The area surrounding Bering Island is now a biosphere reserve, known for its diverse wildlife, and particularly marine mammals. The island's shores form a natural habitat for sea otters, and their population now appears stable, unlike on other Aleutian islands, and although they had been hunted to near extinction on the then-recently discovered Bering island by 1854. Steller sea lions continue to summer on Bering island, but the manatee-like Steller's sea cows, which fed on the kelp beds surrounding the island, were hunted to extinction by 1768.
Bering island has also long been famous for its seal rookeries, including northern fur seals, common seals and larga seals, although that population dropped to but 2 rookeries totaling 3,000 seals by 1913 (two years after the North Pacific Fur Seal Convention of 1911), particularly after the 20 year hunting lease of Hutchinson, Kohl and Company of San Francisco, which removed over 800,000 pelts.
Whale species sighted in the surrounding waters include sperm whales, orcas, several species of beaked whales, humpback, and right whales. Porpoises also frequent these waters.
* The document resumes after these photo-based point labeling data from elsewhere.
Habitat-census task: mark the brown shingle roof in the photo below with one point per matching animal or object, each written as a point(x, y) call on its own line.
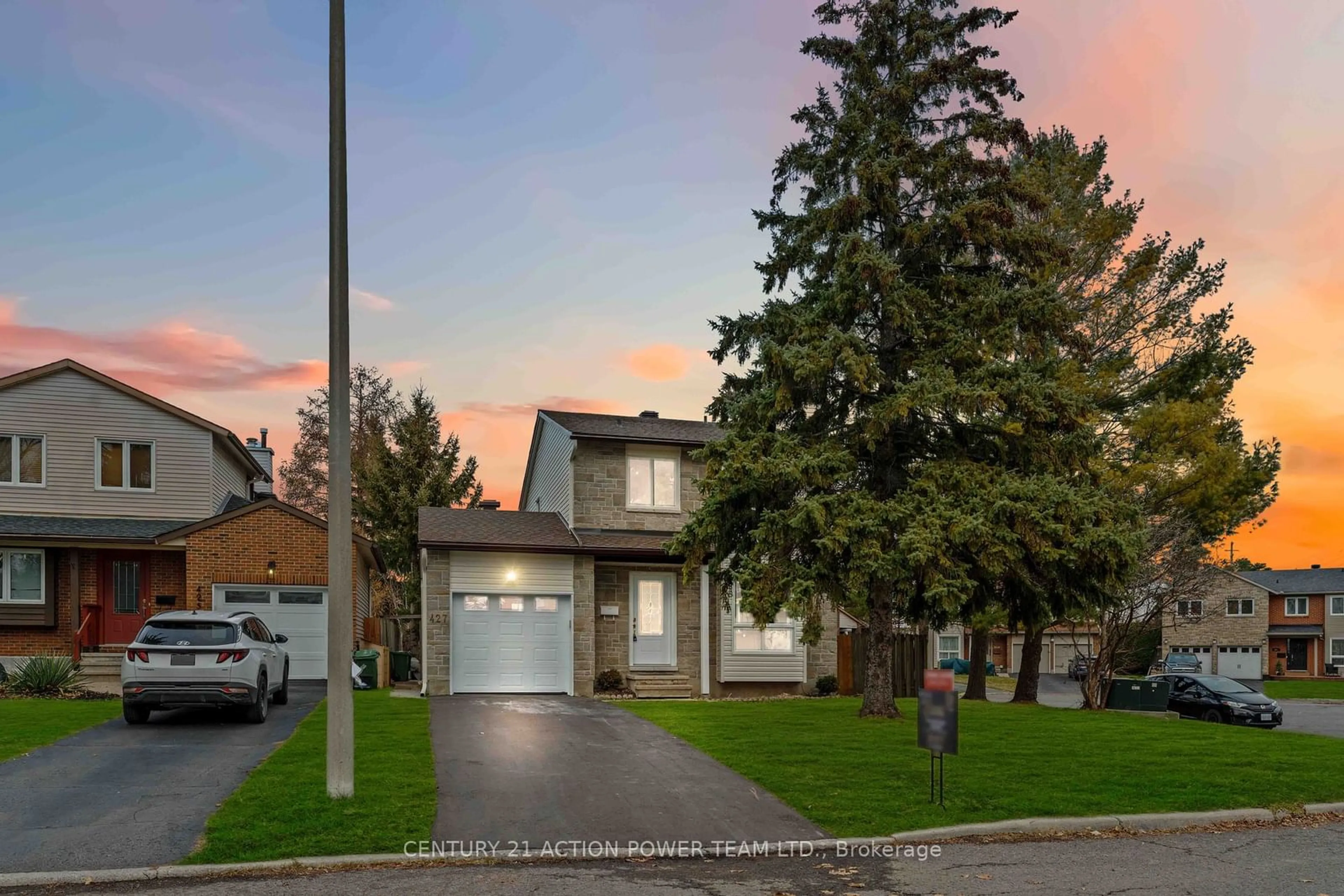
point(636, 429)
point(452, 528)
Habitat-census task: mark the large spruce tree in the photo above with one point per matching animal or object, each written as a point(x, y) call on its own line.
point(888, 440)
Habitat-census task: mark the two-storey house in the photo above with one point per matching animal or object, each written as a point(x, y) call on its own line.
point(577, 581)
point(116, 506)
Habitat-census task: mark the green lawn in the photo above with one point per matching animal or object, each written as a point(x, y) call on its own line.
point(30, 723)
point(283, 809)
point(1306, 690)
point(866, 777)
point(994, 683)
Bering island also has numerous seabirds. UNESCO noted that 203 bird species have been sighted on the Commander Islands, including 58 nesting there. Puffins are abundant, although the flightless spectacled cormorant became extinct circa 1850. Two species of the Arctic foxes that tormented Bering's crew remain. Humans introduced reindeer, American mink and rats to the islands, with negative effects on native wildlife.